Standard Pages (they don't change often)

Wednesday, August 22, 2012


Kusshi oysters with yuzu sorbet, Uchi Houston. Much improved from an earlier rendition, particularly in taking advantage of the cold temperature contrasts. 
Although aroma and flavor (which are neurologically interlinked) take the bulk of the attention when judging food, texture and temperature are important, albeit less discussed, components of the dining experience. Temperature, in particular, is such a fleeting characteristic - as time proceeds, whatever food served, eventually equilibrates to the room temperature.  Thus, optimal service, from plating to the uncontrolled moment when the diner actually eats the product, is a delicate balancing act.

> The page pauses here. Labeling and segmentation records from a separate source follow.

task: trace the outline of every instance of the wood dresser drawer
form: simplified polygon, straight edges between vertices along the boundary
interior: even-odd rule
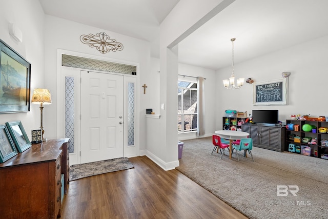
[[[60,216],[60,177],[67,172],[69,140],[32,144],[0,164],[1,218],[55,219]],[[64,185],[68,182],[66,179]]]

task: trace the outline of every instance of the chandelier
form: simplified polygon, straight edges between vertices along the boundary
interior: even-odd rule
[[[224,87],[228,89],[231,89],[233,87],[234,88],[238,89],[244,84],[243,77],[240,77],[237,80],[237,86],[235,85],[235,74],[234,74],[234,41],[236,40],[236,38],[233,38],[230,41],[232,42],[232,74],[231,77],[229,77],[229,79],[223,80],[223,85]],[[231,86],[229,87],[229,82]]]

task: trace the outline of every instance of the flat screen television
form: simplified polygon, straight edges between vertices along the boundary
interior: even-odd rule
[[[253,123],[268,124],[278,123],[278,110],[253,110],[252,113]]]

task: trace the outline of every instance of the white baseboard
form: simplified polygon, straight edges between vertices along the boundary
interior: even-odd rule
[[[143,150],[140,151],[140,155],[146,155],[149,159],[151,160],[154,163],[158,165],[161,168],[165,171],[174,170],[176,167],[178,167],[180,165],[179,161],[174,161],[172,162],[166,163],[163,160],[155,156],[152,153],[147,151],[147,150]]]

All the more reason why this type of precision and planning should be lauded. Take sushi, for example. In many American restaurants, to promote the illusion of safety, sushi is often served cold, just barely above refrigerator temperature. At some places, even the rice is cold. But the masterful sushi chefs of Uchi Houston, they present their sushi warm (the rice held as small batches in tortilla warmers - a clever repurposing of the common local implement). Thus, the full flavor and texture of the fish and condiments bloom in chewing, intermingling with texture of the expertly cooked rice.

Hirame fin nigiri, Uchi Houston. Taken from around the fin, this cut of the flounder is rare indeed, comprising but a tiny fraction of the available flesh on the fish.